Géraud Chabrier - Évêque de Sisteron (XIe siècle) Intègre l’église au temporel de la concathédrale.
Léon de Berluc-Pérussis - Historien du XIXe siècle Propose l’hypothèse d’un ancien baptistère.
Guy Barruol - Historien de l’architecture Attribue l’abside à la campagne romane principale.
Mariacristina Varano - Chercheuse en histoire médiévale Soutient une origine paroissiale urbaine.
Raymond Collier - Spécialiste d’art roman Date le chœur du XIe–début XIIIe siècle.

Origine et histoire

L’église Saint-Jean de Forcalquier, de style roman, est datée majoritairement des XIIe et XIIIe siècles par les historiens. Certains éléments, comme le chœur, pourraient remonter à la fin du XIe ou au début du XIIIe siècle, tandis que la nef et la façade dateraient d’un siècle plus tard. Son orientation désaxée, avec une abside semi-circulaire orientée au nord, suggère soit la réutilisation d’un chœur ancien, soit une adaptation à la pente du terrain, hypothèse renforcée par des similitudes avec d’autres églises locales comme la chapelle Saint-Donat de Montfort.

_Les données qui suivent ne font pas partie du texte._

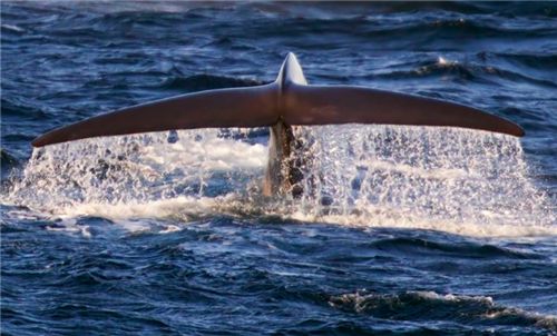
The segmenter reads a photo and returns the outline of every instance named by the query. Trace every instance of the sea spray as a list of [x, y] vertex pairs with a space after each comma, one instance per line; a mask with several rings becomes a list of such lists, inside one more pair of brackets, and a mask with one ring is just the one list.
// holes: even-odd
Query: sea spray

À l’origine, son statut paroissial fait débat : certains auteurs, comme Léon de Berluc-Pérussis ou Guy Barruol, la considèrent comme une paroisse urbaine intégrée au bourg de Forcalquier dès le XIe siècle, tandis que Jean-Yves Royer propose une origine rurale. En 1100, l’évêque Géraud Chabrier l’intègre au temporel de la concathédrale de Forcalquier. La crise du XIVe siècle (peste noire, guerre de Cent Ans) entraîne la suppression de sa paroisse en 1415, fusionnée avec Notre-Dame-du-Bourguet, bien que des messes y soient encore célébrées jusqu’au XVIIe siècle.

L’édifice subit des dégradations progressives : une partie de sa voûte s’effondre dès le XVIIe siècle, malgré des réparations par les pénitents bleus. Abandonnée avant la Révolution, elle est brièvement réaffectée sous le régime concordataire à une confrérie de pénitents (gris et bleus), avant d’être définitivement désaffectée en 1937. Au XXe siècle, l’effondrement des deux premières travées accélère sa ruine, malgré l’ajout d’un toit métallique et de murets de stabilisation. Aujourd’hui, elle se dégrade sans restauration majeure.

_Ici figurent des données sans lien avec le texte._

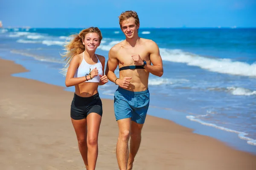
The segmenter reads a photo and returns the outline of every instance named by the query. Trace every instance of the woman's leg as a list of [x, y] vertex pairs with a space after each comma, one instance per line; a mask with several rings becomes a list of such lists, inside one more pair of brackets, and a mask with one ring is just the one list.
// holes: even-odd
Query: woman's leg
[[81, 120], [75, 120], [71, 118], [72, 124], [75, 129], [78, 147], [84, 162], [87, 170], [88, 168], [88, 161], [87, 160], [87, 129], [86, 119]]
[[98, 157], [98, 136], [102, 116], [96, 113], [87, 116], [88, 164], [90, 170], [94, 170]]

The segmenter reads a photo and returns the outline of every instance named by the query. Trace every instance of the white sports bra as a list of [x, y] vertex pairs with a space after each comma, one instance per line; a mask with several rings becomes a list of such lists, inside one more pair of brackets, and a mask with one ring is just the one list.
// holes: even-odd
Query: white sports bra
[[[98, 58], [98, 57], [97, 57], [96, 54], [95, 54], [95, 56], [96, 56], [98, 59], [98, 62], [93, 65], [89, 64], [84, 60], [84, 52], [83, 52], [83, 60], [82, 60], [82, 62], [78, 68], [77, 68], [77, 69], [76, 69], [76, 71], [74, 77], [81, 77], [85, 76], [86, 74], [89, 74], [91, 71], [96, 67], [99, 71], [99, 74], [103, 75], [102, 65], [101, 64], [100, 61], [99, 61], [99, 58]], [[86, 81], [84, 82], [99, 82], [100, 78], [100, 77], [98, 75], [95, 76], [93, 79], [91, 79], [89, 78], [88, 79], [88, 81]]]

Architecturalement, l’église, longue de 26 mètres, présente une nef à cinq travées voûtée en berceau brisé, éclairée par des fenêtres à double ébrasement. La façade, sobre mais soignée, date de la fin du XIIe ou du début du XIIIe siècle, avec un portail surmonté de voussures crénelées et un oculus. Les traces de trois départs de murs orthogonaux sur le flanc nord pourraient indiquer d’anciens arcs rampants, tandis que l’abside, aux appareils hétérogènes, alimente les hypothèses d’une construction en deux phases.

L’hypothèse d’un ancien baptistère, avancée au XIXe siècle par Berluc-Pérussis, reste controversée faute de preuves archéologiques ou d’un vocable complet (comme « Saint-Jean-Baptiste »). Les études récentes, comme celles de Mariacristina Varano, privilégient une origine paroissiale urbaine, liée à l’expansion médiévale de Forcalquier sur le versant sud de sa colline. La désaffectation précoce et les ruines actuelles reflètent les difficultés de préservation d’un patrimoine roman marginalisé.